Voter resentment about the “system” leading to lower turnout is in itself not something that can only happen to the democrats, if say Rubio ends up being the GOP candidate instead of Trump. But if anyone else than Trump or maybe Cruz (though it’s not gonna be Cruz) is elected as the GOP’s candidate, then the resulting disappointment-induced drop in turnout will, I suspect, be so large that the democrats will win by default so that scenario is not interesting to talk about. The great surge that the “anti-PC” forces have been having with the rise of Trump in parallel with certain politicians in Europe only leading up to angry people in Ohio or Iowa or the Deep South getting to vote for Rubio can be likened to all air suddenly leaving a balloon. One cannot howl at a Trump rally one day and vote for Rubio the next without compromising with oneself in a way many aren’t prepared to.

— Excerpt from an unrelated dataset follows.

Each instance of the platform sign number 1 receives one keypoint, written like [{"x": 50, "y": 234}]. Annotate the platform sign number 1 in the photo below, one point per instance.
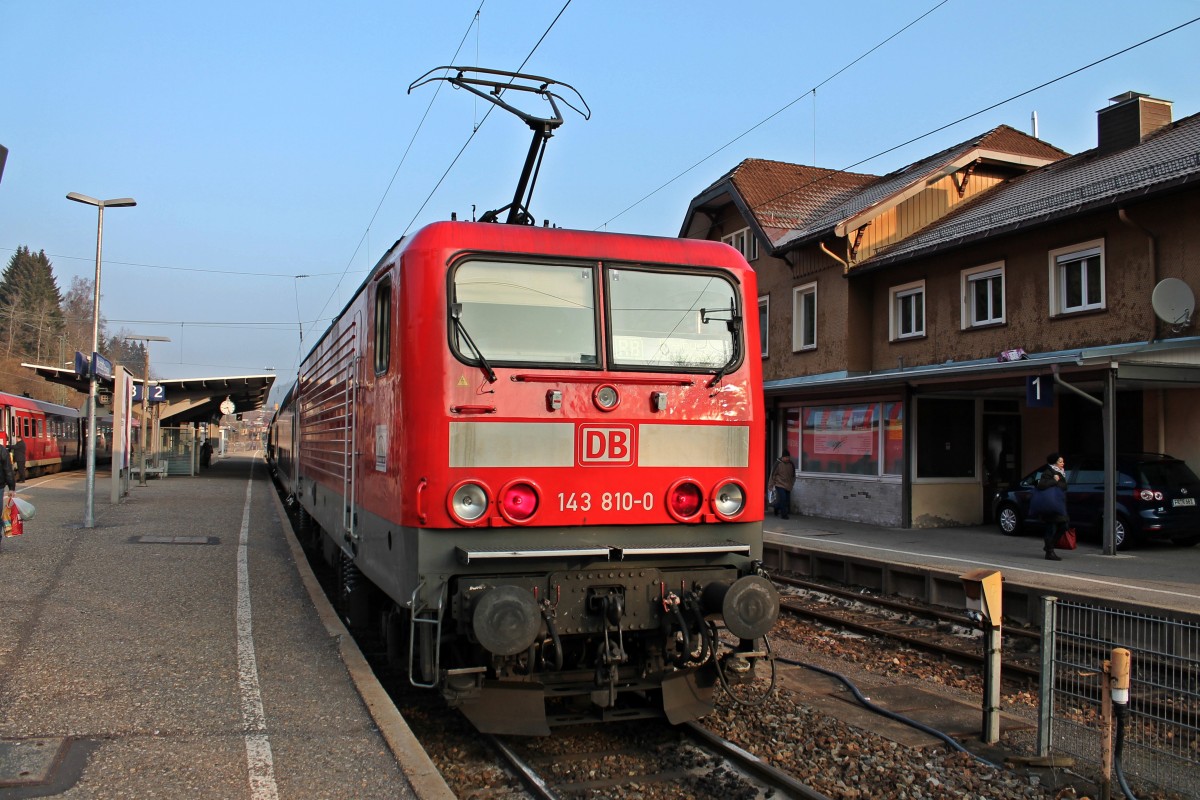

Conversely, when it comes to pools of voters that may or may not be successfully mobilized, Trump might draw out all kinds of people who want to kick the DC-PC-axis in the privates. The more I think about it, the easier I find it to imagine a person who sees that the liberals in New York and San Francisco are more afraid of Trump than Romney and thus, having not bothered with Romney in 2012, gets to the voting booth for Trump believing that this time it’s different, this time it’s for real.

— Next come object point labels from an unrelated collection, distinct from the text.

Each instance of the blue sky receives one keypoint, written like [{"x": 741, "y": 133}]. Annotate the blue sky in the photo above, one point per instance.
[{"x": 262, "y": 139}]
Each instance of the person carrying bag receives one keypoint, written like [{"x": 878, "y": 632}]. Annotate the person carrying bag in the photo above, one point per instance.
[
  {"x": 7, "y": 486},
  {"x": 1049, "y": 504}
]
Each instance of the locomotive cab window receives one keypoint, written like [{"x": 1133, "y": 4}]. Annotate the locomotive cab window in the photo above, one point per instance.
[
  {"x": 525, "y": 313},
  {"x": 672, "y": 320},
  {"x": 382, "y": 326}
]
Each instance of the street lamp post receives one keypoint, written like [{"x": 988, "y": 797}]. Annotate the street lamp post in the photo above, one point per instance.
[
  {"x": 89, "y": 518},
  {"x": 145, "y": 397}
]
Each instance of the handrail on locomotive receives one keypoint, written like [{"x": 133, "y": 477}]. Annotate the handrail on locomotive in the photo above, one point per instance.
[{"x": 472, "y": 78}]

All of this, you will agree, might sound reasonable but leaves open the question about why it is that Hillary is beating Bernie right now. I have just explained how there is a group of specialist voters who will vote for Sanders and not Clinton. Obviously these didn’t make up the large masses who voted for Hillary in Nevada and South Carolina. This, I believe is simply due to name recognition and personality politics. There are policy differences between Sanders and Clinton to be sure, on matters such as education, foreign affairs and the financial industry. But I cannot imagine that Hillary’s slightly different take on how schools and collages are to be founded is something that wins elections. Maybe Hillary’s tone with regards to when the military should be used is, but I challenge any American readers I might have to name one other area where Clinton and Sanders differ where the Clinton approach appeals much more to large masses of people.

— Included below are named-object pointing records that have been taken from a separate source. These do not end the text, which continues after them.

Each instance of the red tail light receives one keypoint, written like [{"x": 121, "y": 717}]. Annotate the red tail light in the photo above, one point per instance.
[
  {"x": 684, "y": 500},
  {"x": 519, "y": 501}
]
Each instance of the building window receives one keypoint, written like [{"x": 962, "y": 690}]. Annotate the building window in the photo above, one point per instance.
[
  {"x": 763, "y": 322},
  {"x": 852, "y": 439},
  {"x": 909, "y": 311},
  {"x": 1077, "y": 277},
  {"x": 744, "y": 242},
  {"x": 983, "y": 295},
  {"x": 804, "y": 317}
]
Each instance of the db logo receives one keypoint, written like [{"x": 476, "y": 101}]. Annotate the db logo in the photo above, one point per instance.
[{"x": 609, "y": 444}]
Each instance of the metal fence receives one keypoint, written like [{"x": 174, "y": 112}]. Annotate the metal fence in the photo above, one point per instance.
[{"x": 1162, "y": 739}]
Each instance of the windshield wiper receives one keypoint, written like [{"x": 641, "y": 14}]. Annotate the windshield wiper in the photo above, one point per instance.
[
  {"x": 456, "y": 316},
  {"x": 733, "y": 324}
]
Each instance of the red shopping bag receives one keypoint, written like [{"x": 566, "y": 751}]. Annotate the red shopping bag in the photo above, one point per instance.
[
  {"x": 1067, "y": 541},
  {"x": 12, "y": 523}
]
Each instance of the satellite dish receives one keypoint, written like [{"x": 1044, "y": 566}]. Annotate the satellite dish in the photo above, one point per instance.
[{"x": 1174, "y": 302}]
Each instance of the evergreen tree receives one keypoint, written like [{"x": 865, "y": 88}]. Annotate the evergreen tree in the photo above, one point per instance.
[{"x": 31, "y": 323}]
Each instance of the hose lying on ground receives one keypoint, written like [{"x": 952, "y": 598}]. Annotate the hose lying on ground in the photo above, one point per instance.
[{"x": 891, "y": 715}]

No, what is happening, I maintain, is that Hillary is still winning purely by default. People think that it is her turn now, that she perhaps is more electable and that Bernie is some unknown nobody from the wilderness of Vermont who is causing a fuss for no reason. I doubt that the feminist angle to this really is that relevant, it has elsewhere been suggested that a lot of female voters are voting for Hillary for the obvious reason but that can’t be all there is to it since these same women would never have voted for Carly Fiorina. No, this is simply a case of the inertia of the establishment, the idea got stuck among a lot of voters that after Obama it would be Hillary. Senator Elizabeth Warren would I believe, if she ran, have had the same problems as Sanders.

All of this can, like I implied above, be likened to a game of rock-paper-scissor with some uncertainties thrown in. Clinton is more probable to win against Sanders than not, Sanders if he gets the chance is more probable to win against Trump than not and Trump, I have started to suspect, is slightly more probable to win against Clinton than not.